The Desert Island Option
Contemplating the option of moving to a remote, uninhabited island (as one does) I was reminded of, and ordered a copy of Walter de la Mare's magnificent Desert Islands. It is a wonderful miscellany book containing an essay by de la Mare followed by dozens of excerpts on the topic. I love the book because it is hand-made, a labor of love, and not remotely linear. Point 'A' and Point 'B' are both included, but are nowhere near one another. There are a multitude of equally interesting points along the alphabet scattered more or less randomly through its pages.

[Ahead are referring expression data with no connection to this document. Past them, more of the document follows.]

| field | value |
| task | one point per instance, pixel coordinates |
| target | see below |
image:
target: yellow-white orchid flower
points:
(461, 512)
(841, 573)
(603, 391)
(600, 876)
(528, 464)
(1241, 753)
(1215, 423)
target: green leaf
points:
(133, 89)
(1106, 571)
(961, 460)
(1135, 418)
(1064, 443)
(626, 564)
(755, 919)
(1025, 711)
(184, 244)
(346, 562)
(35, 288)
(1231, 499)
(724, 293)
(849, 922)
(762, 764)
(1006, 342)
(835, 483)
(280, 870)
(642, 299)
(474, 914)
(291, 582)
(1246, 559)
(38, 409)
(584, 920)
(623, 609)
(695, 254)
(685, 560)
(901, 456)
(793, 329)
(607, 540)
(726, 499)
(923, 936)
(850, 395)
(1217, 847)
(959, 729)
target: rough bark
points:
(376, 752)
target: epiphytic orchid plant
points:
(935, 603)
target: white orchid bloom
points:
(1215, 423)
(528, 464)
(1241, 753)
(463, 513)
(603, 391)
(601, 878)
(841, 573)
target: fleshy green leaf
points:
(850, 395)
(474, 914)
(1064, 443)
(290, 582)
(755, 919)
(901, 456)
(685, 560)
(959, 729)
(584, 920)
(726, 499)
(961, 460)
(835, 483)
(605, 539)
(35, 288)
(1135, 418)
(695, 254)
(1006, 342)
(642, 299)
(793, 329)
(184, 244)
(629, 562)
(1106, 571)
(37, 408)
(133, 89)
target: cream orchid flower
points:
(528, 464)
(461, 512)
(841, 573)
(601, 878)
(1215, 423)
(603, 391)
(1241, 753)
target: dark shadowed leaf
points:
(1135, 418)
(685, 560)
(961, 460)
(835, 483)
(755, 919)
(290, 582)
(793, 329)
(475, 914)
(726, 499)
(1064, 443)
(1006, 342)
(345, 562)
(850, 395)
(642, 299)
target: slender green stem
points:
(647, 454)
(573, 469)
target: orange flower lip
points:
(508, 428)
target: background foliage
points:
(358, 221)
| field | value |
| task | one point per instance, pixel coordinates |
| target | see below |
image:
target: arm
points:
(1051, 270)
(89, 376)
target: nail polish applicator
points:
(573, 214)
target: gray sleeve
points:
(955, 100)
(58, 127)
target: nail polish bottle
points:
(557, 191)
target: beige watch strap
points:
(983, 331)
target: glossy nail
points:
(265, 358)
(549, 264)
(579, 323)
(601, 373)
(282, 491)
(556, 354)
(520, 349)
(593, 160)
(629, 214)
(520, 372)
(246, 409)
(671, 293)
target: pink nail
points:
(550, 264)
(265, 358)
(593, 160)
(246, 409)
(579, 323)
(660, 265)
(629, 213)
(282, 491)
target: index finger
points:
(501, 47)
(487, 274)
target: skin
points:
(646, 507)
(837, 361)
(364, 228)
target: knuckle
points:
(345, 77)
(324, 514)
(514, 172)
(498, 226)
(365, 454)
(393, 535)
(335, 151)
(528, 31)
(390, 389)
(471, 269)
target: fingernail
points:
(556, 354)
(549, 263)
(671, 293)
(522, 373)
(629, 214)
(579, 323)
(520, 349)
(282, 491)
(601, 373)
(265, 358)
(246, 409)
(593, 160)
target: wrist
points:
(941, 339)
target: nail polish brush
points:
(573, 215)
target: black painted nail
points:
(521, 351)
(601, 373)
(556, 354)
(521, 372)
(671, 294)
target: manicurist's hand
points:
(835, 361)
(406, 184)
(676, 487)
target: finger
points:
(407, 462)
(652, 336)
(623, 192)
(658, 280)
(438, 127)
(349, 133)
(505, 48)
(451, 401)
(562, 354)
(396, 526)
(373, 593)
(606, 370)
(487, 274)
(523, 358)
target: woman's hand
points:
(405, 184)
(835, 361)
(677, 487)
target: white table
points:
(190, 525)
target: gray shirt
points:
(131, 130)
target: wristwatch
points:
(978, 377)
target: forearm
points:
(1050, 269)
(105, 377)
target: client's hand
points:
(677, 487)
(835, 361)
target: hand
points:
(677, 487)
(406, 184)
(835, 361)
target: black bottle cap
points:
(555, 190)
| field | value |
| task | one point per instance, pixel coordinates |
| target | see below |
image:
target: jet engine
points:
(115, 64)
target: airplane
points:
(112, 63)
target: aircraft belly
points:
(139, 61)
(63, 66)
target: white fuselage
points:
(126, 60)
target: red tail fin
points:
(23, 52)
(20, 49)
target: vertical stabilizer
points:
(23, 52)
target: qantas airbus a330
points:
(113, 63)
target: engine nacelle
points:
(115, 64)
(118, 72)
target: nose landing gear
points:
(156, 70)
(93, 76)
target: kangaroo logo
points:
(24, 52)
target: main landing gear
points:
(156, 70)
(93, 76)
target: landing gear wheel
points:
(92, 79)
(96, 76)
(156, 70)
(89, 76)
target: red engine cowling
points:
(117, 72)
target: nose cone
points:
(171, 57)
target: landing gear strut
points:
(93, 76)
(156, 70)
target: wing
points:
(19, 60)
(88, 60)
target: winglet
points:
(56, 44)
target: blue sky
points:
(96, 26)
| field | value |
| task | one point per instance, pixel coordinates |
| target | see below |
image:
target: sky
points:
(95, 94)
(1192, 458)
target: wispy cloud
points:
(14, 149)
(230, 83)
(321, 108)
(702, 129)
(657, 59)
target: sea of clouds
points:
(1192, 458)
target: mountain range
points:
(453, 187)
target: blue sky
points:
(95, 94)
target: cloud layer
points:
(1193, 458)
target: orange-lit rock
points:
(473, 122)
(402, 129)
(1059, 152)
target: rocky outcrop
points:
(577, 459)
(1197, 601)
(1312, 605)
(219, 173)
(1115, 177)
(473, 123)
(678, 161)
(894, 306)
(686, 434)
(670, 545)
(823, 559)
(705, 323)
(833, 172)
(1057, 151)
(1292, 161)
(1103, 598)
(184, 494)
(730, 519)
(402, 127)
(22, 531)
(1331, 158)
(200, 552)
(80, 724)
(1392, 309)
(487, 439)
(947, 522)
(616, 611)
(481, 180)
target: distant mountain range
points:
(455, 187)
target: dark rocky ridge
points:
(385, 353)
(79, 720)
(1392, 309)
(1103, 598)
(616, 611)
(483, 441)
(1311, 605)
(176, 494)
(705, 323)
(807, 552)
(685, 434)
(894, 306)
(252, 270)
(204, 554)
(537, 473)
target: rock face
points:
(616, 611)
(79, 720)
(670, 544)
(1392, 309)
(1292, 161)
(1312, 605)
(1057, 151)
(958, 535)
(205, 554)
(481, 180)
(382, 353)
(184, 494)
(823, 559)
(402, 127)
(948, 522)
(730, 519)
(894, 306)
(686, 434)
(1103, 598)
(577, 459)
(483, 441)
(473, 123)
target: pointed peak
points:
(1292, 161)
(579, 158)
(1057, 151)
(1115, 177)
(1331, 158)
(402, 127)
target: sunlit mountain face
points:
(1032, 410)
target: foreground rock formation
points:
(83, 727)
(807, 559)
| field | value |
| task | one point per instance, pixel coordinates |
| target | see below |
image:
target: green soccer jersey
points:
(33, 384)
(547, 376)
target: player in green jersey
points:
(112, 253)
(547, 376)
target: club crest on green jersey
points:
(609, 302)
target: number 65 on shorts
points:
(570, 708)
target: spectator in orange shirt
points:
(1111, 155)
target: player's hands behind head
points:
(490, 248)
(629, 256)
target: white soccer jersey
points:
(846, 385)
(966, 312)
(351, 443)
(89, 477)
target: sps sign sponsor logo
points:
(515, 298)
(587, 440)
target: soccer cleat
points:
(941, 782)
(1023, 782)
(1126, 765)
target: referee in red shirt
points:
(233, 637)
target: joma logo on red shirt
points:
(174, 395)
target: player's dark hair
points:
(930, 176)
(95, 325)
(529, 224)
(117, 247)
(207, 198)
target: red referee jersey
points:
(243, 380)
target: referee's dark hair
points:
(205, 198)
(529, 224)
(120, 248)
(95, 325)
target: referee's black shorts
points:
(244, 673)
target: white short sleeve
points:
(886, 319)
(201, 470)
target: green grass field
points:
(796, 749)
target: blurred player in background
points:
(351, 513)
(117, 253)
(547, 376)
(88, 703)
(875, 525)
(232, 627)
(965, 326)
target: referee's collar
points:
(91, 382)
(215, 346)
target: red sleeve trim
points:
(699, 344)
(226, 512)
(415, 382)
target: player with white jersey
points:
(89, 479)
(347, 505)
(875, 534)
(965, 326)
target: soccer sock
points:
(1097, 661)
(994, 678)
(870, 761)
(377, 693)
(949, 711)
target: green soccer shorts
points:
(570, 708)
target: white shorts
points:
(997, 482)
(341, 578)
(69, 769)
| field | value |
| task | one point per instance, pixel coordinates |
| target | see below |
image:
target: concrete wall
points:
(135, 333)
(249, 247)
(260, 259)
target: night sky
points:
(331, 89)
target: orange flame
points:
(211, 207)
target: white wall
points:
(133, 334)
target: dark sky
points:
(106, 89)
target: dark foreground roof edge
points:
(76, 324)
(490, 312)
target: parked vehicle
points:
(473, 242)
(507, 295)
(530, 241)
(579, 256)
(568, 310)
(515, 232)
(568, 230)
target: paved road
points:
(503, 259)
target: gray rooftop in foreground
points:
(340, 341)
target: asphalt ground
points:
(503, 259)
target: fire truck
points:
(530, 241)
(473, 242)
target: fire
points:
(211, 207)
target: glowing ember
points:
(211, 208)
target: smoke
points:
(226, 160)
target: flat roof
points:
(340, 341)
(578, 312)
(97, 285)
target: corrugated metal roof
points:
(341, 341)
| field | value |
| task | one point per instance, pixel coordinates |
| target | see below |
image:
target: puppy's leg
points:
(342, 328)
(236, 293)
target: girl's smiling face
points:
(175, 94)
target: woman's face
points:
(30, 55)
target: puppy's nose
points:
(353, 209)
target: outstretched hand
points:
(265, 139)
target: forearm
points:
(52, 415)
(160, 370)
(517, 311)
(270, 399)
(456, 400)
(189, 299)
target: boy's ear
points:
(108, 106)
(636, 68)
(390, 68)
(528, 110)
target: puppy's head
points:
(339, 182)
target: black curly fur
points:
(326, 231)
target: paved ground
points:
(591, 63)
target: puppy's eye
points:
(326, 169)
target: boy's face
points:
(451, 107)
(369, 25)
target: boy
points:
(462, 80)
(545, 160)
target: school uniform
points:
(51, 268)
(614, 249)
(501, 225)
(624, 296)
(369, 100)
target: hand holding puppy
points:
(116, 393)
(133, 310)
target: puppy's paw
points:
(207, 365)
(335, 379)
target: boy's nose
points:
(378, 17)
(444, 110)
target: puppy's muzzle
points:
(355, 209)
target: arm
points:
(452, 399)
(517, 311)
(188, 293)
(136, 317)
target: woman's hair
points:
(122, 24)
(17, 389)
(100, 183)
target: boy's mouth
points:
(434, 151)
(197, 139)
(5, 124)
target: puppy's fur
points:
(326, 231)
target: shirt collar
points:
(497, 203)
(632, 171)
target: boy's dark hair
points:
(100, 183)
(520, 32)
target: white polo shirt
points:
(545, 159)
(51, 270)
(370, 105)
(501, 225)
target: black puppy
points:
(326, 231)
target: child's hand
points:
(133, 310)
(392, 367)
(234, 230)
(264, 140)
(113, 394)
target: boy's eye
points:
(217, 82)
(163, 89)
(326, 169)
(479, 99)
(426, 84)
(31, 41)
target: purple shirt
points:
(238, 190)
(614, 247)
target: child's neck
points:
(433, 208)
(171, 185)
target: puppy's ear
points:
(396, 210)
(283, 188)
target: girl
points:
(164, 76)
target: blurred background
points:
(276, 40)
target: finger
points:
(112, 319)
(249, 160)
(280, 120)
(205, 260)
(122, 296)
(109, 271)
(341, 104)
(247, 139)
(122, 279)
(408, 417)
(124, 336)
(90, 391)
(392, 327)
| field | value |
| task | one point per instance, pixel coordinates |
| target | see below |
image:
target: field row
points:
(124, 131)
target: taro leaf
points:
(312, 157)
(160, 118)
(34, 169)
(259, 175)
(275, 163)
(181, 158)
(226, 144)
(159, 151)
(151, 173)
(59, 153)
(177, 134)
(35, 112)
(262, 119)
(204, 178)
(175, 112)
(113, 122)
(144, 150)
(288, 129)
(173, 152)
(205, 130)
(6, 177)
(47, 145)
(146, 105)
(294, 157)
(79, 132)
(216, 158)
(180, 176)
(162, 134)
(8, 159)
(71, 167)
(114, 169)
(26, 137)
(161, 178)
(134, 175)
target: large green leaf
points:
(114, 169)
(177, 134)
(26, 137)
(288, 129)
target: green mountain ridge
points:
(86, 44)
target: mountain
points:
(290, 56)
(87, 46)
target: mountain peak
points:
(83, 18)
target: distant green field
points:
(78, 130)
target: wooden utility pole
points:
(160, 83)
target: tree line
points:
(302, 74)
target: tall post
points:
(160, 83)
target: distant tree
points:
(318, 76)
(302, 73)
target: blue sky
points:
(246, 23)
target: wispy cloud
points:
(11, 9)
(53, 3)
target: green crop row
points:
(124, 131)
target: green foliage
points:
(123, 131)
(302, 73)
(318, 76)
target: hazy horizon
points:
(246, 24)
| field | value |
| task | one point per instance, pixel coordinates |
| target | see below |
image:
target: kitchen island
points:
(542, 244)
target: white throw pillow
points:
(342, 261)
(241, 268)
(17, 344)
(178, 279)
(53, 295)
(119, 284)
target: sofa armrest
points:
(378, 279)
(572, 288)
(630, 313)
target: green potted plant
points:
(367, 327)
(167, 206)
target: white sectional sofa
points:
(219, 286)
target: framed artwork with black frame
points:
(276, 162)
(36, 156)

Late in the book de la Mare shares this bit - a late addition to the proceedings, he says - the Preface to The Voyages, dangerous Adventures, and imminent Escapes of Capt. Richard Falconer...well, here's the full title (read the whole book here):
No wonder Falconer caught de la Mare's eye, the man knew how to make an entrance. The Preface holds the high standard set by the title:
I am told, that a Book without a Preface, is like a New Play without a Prologue, or a French Dinner without Soup; and tho' I cannot tell what to say, yet I am resolv'd to say something, tho' perhaps not any thing to the Purpose. So far I hope you'll allow me to be an Author. I shall give you, gentle Reader, (if you are so) Three of my Reasons why I publish these following Pages; which, I must confess, are not so well polish'd as I cou'd wish, but Truth is amiable tho' in Rags. The first and chiefest, to get Money; for tho' I have a considera∣ble Income, yet I can never bring both points together at the Year's End; but however, don't blame my economy, since I owe you nothing, and if I am beholden to any Body, it is to Honest Chetwood, my Bookseller; (I beg his Pardon if I miscall him, tho' I don't believe it will anger him in the least, for all Men love to be term'd so, whether they deserve it or no) being he will run the greatest Risque if my Book does not sell. Second, to save my Lungs, and a great deal of Trouble in repeating to my Friends these following Adventures, for now they may at a small Expence get 'em by Heart, if they will endeavour to stretch their Memories. Third and lastly, to appear in Print, which was, I assure you, a great Motive with me as well as with a great many others of the same Rank, that make Work for many Prin∣ters, tho' as little to the Purpose as my self. I could give a Catalogue of some of 'em, but that wou'd be making my Preface exceed the Bulk of my Book. Tho' I cou'd put the Booksellers in a Way to save Money in their Pockets, and that is to persuade a great many Authors to print their Lucubra∣tions at their own Charge, and that might make some of the poorest to desist; but for the richer Sort of Authors, there's no Help, it's like the Itch, and they must write to be scratch'd tho' the Blood comes. The follow∣ing Sheets, however extraordinary they ap∣pear, I assure you upon the Word of a Man are Truth, and I hope they will entertain you; but if they don't, and you should chance to slight 'em, you will not anger
Your Servant, R. Falconer.Canterbury, Nov. 7. 1719.
That's one page, there are 304 more. The estimable de la Mare did a couple of other books like this as well - Behold This Dreamer (1939...get that gorgeous Faber edition if you can), and Love (1946). They are treasures.